I agree that "manager as a servant" is a good ideal, but not realistic, but for a different reason. It seems pretty obvious: "manager as a servant" clashes quite a bit with "manager decides who gets [fired|a bonus]", with "manager is usually older/more experienced", and also with "manager gets paid more".

The problem is, that the people who get promoted, don't.

Not in my experience. The place I work, the CTO (a non-coder for quite some time) gets it when it comes to being unassertive, taking all the blame, and none of the credit.



Why can't we go whole-hog on the "manager as servant" direction, then? Content creators hire/fire their managers. Money flows from those actually making it, downward. In tough times, people downsize by firing their boss. You give your manager performance reviews.


Why can't we go whole-hog on the "manager as servant" direction, then?

Who is we? I can't do it because I don't have the experience to run a company. If you do, go start one, and run it any way you like! I would hypothesize that given the median developer, such a company will dive right into the ground. What you need are rock-star developers.

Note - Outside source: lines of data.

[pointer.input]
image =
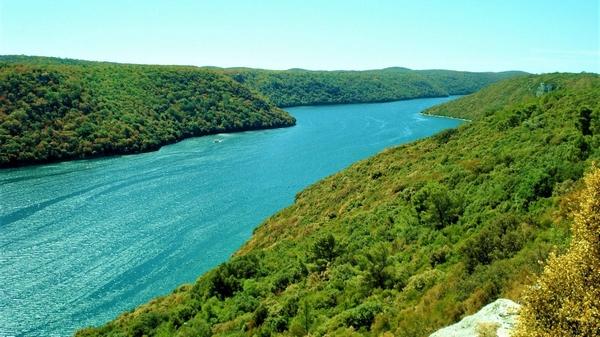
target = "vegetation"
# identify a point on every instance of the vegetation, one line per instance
(566, 299)
(53, 109)
(412, 239)
(305, 87)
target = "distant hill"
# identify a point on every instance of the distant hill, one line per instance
(56, 109)
(412, 239)
(304, 87)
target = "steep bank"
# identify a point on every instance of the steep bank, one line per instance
(305, 87)
(412, 239)
(52, 109)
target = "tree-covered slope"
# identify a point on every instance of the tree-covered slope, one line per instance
(53, 109)
(411, 239)
(304, 87)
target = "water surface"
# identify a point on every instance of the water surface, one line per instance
(82, 241)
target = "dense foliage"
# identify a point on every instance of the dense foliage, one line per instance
(52, 109)
(565, 301)
(304, 87)
(409, 240)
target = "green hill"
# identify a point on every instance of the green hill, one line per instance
(54, 109)
(411, 239)
(304, 87)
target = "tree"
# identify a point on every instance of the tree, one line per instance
(565, 301)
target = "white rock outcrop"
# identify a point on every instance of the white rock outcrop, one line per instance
(500, 316)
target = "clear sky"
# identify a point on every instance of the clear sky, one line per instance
(493, 35)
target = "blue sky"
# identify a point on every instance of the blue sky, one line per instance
(531, 35)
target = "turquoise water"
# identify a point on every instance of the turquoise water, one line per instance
(82, 241)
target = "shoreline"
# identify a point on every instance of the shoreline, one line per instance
(442, 116)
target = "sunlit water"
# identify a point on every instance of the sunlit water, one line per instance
(82, 241)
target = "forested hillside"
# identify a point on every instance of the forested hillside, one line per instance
(304, 87)
(53, 109)
(412, 239)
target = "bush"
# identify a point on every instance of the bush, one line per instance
(565, 301)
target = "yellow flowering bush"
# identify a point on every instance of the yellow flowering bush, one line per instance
(566, 299)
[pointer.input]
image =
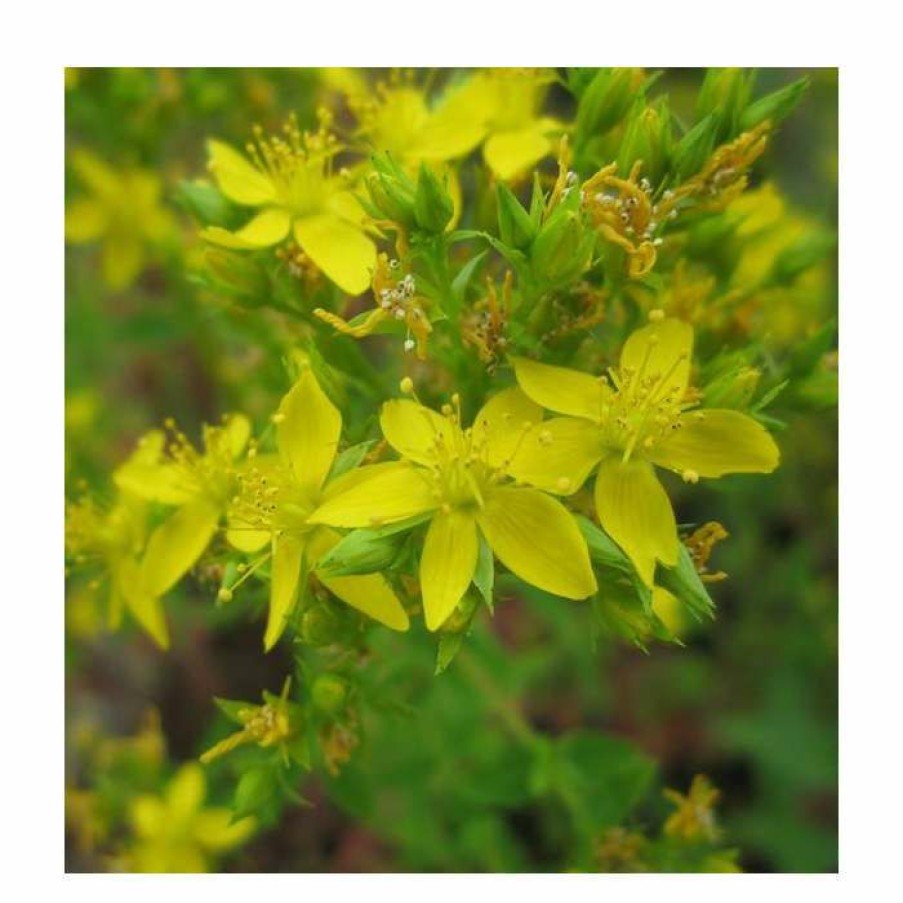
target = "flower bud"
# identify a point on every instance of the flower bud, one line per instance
(562, 250)
(433, 206)
(607, 98)
(329, 693)
(321, 625)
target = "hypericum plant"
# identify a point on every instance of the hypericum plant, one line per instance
(569, 288)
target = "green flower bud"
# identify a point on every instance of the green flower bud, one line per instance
(321, 625)
(776, 106)
(517, 229)
(329, 693)
(563, 249)
(433, 206)
(362, 551)
(606, 99)
(725, 93)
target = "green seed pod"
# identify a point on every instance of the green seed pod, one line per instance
(433, 206)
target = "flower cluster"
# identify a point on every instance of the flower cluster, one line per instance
(508, 316)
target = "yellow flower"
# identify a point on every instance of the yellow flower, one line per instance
(645, 418)
(110, 542)
(199, 485)
(175, 833)
(454, 476)
(276, 500)
(291, 180)
(122, 211)
(397, 301)
(510, 102)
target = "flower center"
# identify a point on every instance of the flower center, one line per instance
(297, 163)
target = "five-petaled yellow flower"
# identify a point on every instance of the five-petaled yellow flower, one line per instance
(275, 502)
(175, 833)
(644, 418)
(201, 485)
(291, 180)
(122, 211)
(456, 476)
(110, 543)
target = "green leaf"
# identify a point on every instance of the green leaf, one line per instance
(462, 279)
(255, 789)
(350, 458)
(683, 581)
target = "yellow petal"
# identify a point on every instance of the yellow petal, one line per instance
(147, 815)
(502, 423)
(562, 390)
(660, 352)
(267, 228)
(376, 494)
(176, 545)
(508, 154)
(558, 455)
(148, 612)
(447, 564)
(713, 443)
(288, 551)
(339, 249)
(372, 595)
(635, 511)
(166, 482)
(413, 429)
(86, 220)
(237, 178)
(308, 430)
(121, 260)
(536, 538)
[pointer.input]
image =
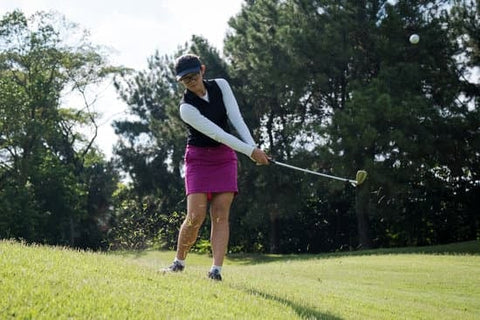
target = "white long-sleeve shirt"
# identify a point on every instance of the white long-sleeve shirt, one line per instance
(199, 122)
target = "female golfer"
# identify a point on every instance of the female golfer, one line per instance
(210, 159)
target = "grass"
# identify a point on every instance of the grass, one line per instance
(40, 282)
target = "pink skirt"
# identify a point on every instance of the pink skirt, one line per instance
(210, 170)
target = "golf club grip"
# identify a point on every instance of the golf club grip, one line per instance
(311, 172)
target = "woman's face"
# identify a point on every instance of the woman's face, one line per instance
(193, 81)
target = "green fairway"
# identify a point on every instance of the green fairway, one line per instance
(38, 282)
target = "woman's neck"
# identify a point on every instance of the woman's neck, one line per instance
(199, 90)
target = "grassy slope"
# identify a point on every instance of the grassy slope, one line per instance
(48, 283)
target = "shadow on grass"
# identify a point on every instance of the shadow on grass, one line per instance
(302, 311)
(461, 248)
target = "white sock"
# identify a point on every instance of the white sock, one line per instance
(182, 262)
(214, 267)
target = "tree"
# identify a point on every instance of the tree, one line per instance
(49, 171)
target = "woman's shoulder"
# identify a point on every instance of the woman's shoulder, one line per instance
(222, 83)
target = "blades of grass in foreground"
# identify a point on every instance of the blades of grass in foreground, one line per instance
(53, 283)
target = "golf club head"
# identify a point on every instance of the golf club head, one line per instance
(361, 176)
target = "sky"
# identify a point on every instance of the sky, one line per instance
(133, 30)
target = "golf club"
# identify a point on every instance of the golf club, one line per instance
(359, 178)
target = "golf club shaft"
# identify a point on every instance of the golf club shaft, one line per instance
(313, 172)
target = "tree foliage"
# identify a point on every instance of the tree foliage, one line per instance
(55, 186)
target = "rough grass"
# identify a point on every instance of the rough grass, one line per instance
(39, 282)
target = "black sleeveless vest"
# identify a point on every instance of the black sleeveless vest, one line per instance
(214, 110)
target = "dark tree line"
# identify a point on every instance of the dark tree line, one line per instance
(333, 86)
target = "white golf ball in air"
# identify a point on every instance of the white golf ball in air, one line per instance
(414, 38)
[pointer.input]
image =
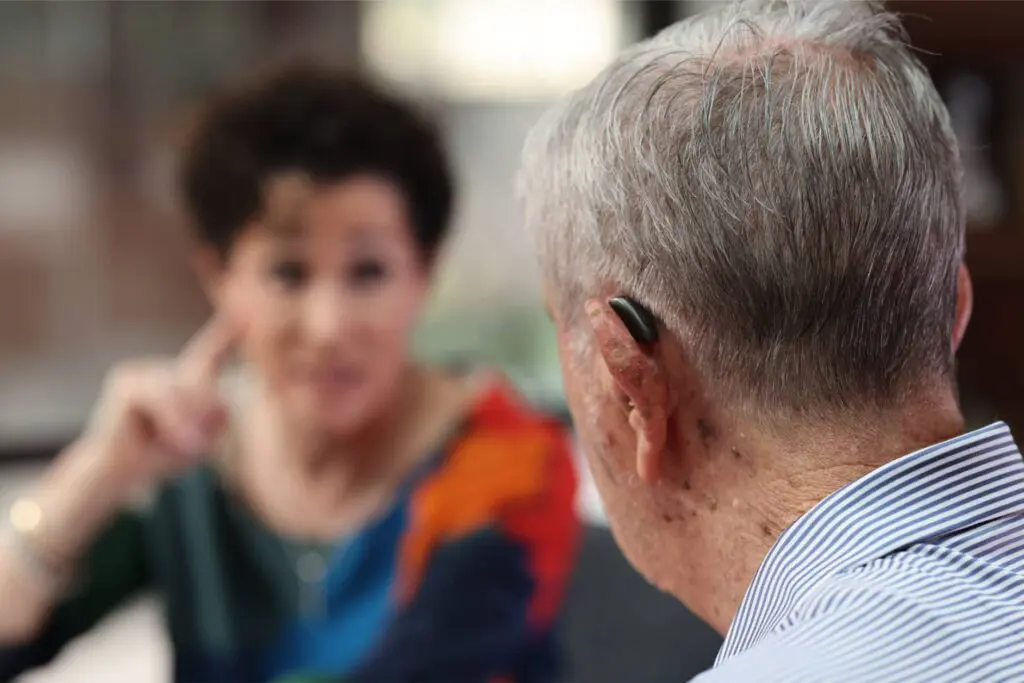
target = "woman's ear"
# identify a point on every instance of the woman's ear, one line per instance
(209, 266)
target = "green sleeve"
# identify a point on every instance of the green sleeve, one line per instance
(114, 569)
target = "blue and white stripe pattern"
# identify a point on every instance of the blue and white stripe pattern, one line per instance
(913, 572)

Right now, as far as I can tell, rock star developers become well-paid consultants. It's a matter of supply/demand - junior developers who need their jobs more than their jobs need them are stuck in the corporate hierarchy. Great developers get consulting jobs and consistently charge ~$200/hour or ~$1000/day, pick who they work for, and have the chance to jump ship if they disagree with management. Some have recruiters, who act like agents do in acting/sports, to represent them/help them find work.

As the developer community as a whole gets better, I imagine one way the market could move is towards a "label" model (kind of, but not exactly like the music industry), where groups of developers form consulting firms for legal and business issues. Right now, the value-add of consulting firms is mostly brand and marketing. When a development teams start to demonstrate they are good enough to be recognized for their own brand, the social restructuring will follow.

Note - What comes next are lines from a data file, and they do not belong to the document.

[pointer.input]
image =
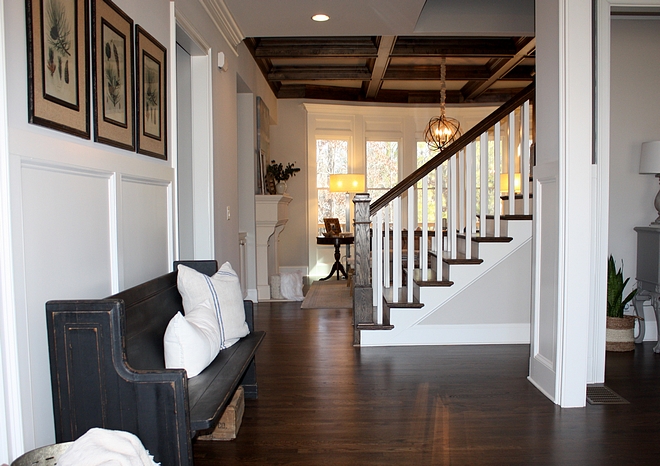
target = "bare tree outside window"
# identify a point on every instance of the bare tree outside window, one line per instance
(331, 158)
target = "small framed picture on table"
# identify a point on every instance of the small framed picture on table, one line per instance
(332, 226)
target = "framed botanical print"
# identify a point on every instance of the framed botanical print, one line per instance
(112, 55)
(58, 67)
(151, 95)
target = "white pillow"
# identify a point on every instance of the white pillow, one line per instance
(192, 341)
(223, 290)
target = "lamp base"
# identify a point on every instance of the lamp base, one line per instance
(656, 204)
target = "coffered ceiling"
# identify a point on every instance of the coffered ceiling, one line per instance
(391, 50)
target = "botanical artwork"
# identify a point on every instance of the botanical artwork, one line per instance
(151, 95)
(114, 75)
(151, 101)
(60, 51)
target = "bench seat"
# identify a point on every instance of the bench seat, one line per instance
(108, 369)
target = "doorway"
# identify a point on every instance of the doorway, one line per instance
(194, 147)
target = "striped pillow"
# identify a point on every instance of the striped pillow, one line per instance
(223, 290)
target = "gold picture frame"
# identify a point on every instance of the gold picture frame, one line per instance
(58, 65)
(114, 91)
(332, 226)
(151, 95)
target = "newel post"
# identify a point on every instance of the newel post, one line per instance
(363, 293)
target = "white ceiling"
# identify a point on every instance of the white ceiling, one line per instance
(289, 18)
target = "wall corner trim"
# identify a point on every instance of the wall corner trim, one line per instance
(224, 21)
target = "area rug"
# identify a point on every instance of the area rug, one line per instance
(330, 294)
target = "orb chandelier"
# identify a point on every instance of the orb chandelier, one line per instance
(442, 130)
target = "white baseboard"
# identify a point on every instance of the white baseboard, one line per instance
(479, 334)
(292, 269)
(252, 295)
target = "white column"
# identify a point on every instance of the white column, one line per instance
(272, 213)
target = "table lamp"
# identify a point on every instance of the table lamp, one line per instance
(649, 163)
(347, 183)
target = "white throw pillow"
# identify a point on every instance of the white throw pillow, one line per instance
(192, 341)
(223, 290)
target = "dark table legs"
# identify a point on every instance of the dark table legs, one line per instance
(337, 266)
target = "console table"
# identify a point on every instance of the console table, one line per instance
(336, 241)
(648, 277)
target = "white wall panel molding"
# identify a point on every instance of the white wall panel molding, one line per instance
(145, 223)
(224, 21)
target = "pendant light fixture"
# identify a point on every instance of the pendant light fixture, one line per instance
(442, 130)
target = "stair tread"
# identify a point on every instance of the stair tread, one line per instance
(402, 296)
(460, 259)
(516, 217)
(477, 238)
(505, 197)
(431, 279)
(510, 217)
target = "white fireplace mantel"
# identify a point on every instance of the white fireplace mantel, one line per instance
(272, 213)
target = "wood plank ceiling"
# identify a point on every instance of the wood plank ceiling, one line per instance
(395, 69)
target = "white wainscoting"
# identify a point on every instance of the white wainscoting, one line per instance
(144, 219)
(67, 251)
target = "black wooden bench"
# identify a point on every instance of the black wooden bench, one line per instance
(108, 369)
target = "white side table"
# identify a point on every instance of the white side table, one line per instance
(648, 277)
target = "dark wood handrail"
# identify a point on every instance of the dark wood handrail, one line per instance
(453, 148)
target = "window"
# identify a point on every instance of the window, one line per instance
(382, 167)
(331, 157)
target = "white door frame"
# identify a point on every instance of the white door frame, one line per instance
(561, 306)
(202, 133)
(11, 443)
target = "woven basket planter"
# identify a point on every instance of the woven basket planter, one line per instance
(620, 334)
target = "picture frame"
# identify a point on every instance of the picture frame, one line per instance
(58, 65)
(151, 95)
(113, 75)
(332, 226)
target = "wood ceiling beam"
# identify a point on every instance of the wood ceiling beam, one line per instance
(432, 73)
(305, 47)
(311, 91)
(454, 47)
(311, 73)
(499, 70)
(385, 47)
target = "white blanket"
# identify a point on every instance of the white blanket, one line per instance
(106, 447)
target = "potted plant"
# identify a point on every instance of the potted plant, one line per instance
(620, 328)
(281, 174)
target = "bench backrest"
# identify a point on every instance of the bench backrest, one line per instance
(148, 309)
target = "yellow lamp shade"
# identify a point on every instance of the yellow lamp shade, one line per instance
(347, 183)
(504, 183)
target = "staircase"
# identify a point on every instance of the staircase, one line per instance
(469, 282)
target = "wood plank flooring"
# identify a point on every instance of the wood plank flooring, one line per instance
(323, 402)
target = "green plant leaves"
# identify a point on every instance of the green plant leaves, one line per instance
(615, 287)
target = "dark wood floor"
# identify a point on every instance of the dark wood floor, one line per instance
(323, 402)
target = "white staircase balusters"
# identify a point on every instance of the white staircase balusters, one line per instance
(439, 233)
(452, 215)
(511, 154)
(497, 141)
(470, 174)
(423, 243)
(411, 243)
(525, 157)
(396, 248)
(483, 182)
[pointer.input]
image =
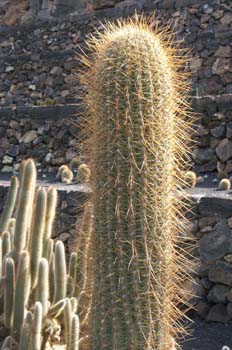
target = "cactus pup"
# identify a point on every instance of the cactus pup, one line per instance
(139, 124)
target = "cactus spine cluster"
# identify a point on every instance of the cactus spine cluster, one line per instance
(34, 279)
(138, 126)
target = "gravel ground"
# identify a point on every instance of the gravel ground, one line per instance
(209, 336)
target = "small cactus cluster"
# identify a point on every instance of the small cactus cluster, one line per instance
(65, 174)
(39, 308)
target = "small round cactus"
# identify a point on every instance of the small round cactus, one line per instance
(75, 163)
(60, 171)
(224, 185)
(83, 173)
(190, 179)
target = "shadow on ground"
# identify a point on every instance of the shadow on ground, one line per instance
(209, 336)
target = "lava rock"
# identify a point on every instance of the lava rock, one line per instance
(216, 244)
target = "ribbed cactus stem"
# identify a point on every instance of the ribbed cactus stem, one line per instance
(56, 309)
(36, 246)
(52, 277)
(1, 257)
(26, 195)
(82, 248)
(50, 216)
(135, 96)
(11, 227)
(50, 247)
(75, 331)
(10, 204)
(72, 268)
(37, 326)
(68, 314)
(22, 290)
(6, 243)
(8, 343)
(60, 272)
(9, 292)
(25, 337)
(74, 304)
(42, 288)
(70, 287)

Another direction the development of "enterprise software" market can move is partnerships - like legal or financial firms do. My wife works for PWC - a private LLP with 155k employees (8,280 partners [1]) and ~$30 billion in revenue. If they can outsource their financial and tax work to a finance firm, I don't see why banks should do tech in-house.

1. According to this: http://bigfouralumni.blogspot.com/2007/03/pricewaterhousecoo...


this is how i wish the bank bailout had gone. instead of essentially giving the ceos and other top bosses money, fire those suckers and get some fresh minds in to take responsibility. the government should be investing like an actual investor who wants to get their money back.


> the government should be investing like an actual investor who wants to get their money back.

You're wrong about about both the goal and the capabilities of govt.